The problem with these weaknesses is that they are different in each human being. For me listening an mp3 is like a sanding an ear, while some don't even hear the difference between it and a live performance.
> For me listening an mp3 is like a sanding an ear
There is such a broad spectrum in thr word mp3 that you need to be more specific. I can absolutely pick the difference between certian high bitrate mp3 encodings and wav files, however a different mp3 with exactly the same bitrate, effectively indistinguishable.
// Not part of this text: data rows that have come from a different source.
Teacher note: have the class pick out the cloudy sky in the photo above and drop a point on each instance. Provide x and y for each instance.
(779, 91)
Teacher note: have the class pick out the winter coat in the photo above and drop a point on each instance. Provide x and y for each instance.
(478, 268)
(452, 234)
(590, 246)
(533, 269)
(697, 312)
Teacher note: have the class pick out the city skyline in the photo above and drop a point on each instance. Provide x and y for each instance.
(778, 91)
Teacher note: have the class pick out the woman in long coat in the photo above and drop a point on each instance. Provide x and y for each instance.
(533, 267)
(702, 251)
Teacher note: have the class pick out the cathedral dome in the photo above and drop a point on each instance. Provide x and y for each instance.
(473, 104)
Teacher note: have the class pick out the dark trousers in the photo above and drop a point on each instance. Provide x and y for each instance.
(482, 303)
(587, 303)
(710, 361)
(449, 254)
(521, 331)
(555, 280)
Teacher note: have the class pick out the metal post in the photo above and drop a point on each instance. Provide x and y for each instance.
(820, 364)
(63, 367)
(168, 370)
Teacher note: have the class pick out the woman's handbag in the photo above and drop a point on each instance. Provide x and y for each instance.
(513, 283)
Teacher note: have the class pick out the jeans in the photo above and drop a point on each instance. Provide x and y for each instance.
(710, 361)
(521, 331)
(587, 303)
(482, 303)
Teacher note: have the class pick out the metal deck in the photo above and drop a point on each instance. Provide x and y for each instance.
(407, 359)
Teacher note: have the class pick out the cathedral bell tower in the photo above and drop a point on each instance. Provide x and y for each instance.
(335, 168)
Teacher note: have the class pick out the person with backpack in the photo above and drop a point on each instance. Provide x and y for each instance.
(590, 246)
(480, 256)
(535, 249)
Bad mp3 encoding is a problem, not one I have experienced recently though. I think the bigger issue is people will rip a music video from youtube, then instead of extracting the existing audio stream into it's own container will reencode it. Mp3->mp3 encoding will be lossy just like any other encoder.
If people have notches in their hearing sensitivity at low or mid frequencies, sounds at those frequencies might fail to mask other sounds as expected. You could simulate this by applying notch filters to otherwise transparent lossy audio and seeing if it exposes compression artifacts. But I think this kind of hearing loss is uncommon. Normal age-related hearing loss does not cause any problems with lossy audio compression.
1. Poor sensitivity in bass and treble. See:
https://en.wikipedia.org/wiki/Equal-loudness_contour
2. Limited ability to hear multiple sounds simultaneously, or almost simultaneously. See:
https://en.wikipedia.org/wiki/Auditory_masking
Bernhard Seeber has some videos on Youtube with demonstrations of auditory masking:
https://www.youtube.com/watch?v=R9UZnMsm9o8
https://www.youtube.com/watch?v=bU0_Kaj7cPk
The only fair way to evaluate lossy codecs is with double blind listening tests.